The French Laugh Next

DONALD RUMSFELD CHARGED WITH TORTURE DURING TRIP TO FRANCE | Center for Constitutional Rights

This is rather shocking news indeed. This indictment of Rumsfeld does not bode well for the rest of the Bush Administration. Those who had predicted that nobody in the Bush Administration will be able to travel abroad were absolutely correct.

Perhaps some will manage to deliver their expensive lecture through video conferencing. Then again, the “war against terror” may well be used by the indicting bodies to choke these communications as well. It tastes like justice. Turn about is fair play, many say.  
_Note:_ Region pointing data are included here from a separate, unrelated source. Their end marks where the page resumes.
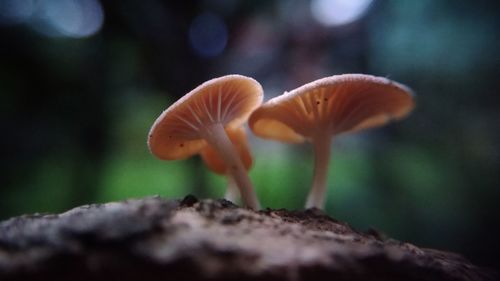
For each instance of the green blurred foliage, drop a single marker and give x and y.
(76, 113)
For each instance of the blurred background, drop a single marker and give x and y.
(81, 82)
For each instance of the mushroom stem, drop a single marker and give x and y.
(232, 193)
(316, 197)
(216, 136)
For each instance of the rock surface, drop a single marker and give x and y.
(158, 239)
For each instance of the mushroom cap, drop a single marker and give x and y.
(227, 100)
(337, 104)
(239, 139)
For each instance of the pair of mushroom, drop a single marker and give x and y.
(199, 122)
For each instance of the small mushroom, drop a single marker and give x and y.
(201, 117)
(328, 107)
(216, 164)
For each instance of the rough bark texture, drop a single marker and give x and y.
(156, 239)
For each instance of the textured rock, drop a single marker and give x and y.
(153, 238)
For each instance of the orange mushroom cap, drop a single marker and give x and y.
(227, 100)
(336, 104)
(239, 139)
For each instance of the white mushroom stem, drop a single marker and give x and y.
(232, 193)
(317, 194)
(216, 136)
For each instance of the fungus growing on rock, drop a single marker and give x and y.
(216, 164)
(327, 107)
(201, 117)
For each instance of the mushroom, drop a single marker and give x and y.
(327, 107)
(200, 118)
(214, 162)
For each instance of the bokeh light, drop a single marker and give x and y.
(70, 18)
(338, 12)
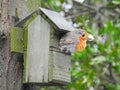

Jesus Did not Suffer for This

Christianity’s image taking a turn for the worse | Los Angeles Times

Over the decades, the question of whether rock and roll bands belong in a place of worship has befuddled many a religious or spiritual mind in this country. It comes as a shocking surprise to learn that even the believers–especially the “Christian” believers–are beginning to resent and even regret the transformation of religion to pop culture to which they have dedicated themselves. It seems as if the relegation of profound religious sacraments to inane 4/4 time rock medleys is making people sick of their own religion just as they tire of ephemeral pop songs. The political power plays of churches are starting to be perceived as corruption of religion rather than elevation of government. And relentless, uncompromising proselytizing is beginning to be perceived as a rude expression of insecurity rather than a noble act born of strength.

It would be ever so nice if the profound wisdom of the Founding Fathers of the United States–the wisdom with which they codified the separation of church and state–were to reassert itself again in the minds of the populace. The rediscovery of a principle so manifestly true by a people so thoroughly removed from the pragmatism that made the country successful will be testimony to the wisdom of the founders and hope for the population. Alas, one can not have either one or the other.

Officially Disastrous Cost of the Iraqi Conflict

Congressional Budget Office – July 2007 Testimony on the Costs of the Military Conflict in Iraq (pdf)

It was quite a few months ago when I began composing this post, and it seems as if the journalism community has finally caught on to the fact that the Congressional Budget Office’s phenomenal economic forecasts of the past two years have declared the Iraqi war an economic disaster. In fact, mainstream reporting on the costs of the military conflict in Iraq has been so abysmal that I am utterly shocked that somebody at Reuters finally bothered to look at numbers that are available to everyone through the CBO web site, and that somebody at Yahoo! had the good sense to put the bleeding obvious on the front page.

What will journalists read next? Perhaps, that Clinton’s economic policies succeeded and Bush’s policies failed, as demonstrated in this budget projection (read chapter 1)?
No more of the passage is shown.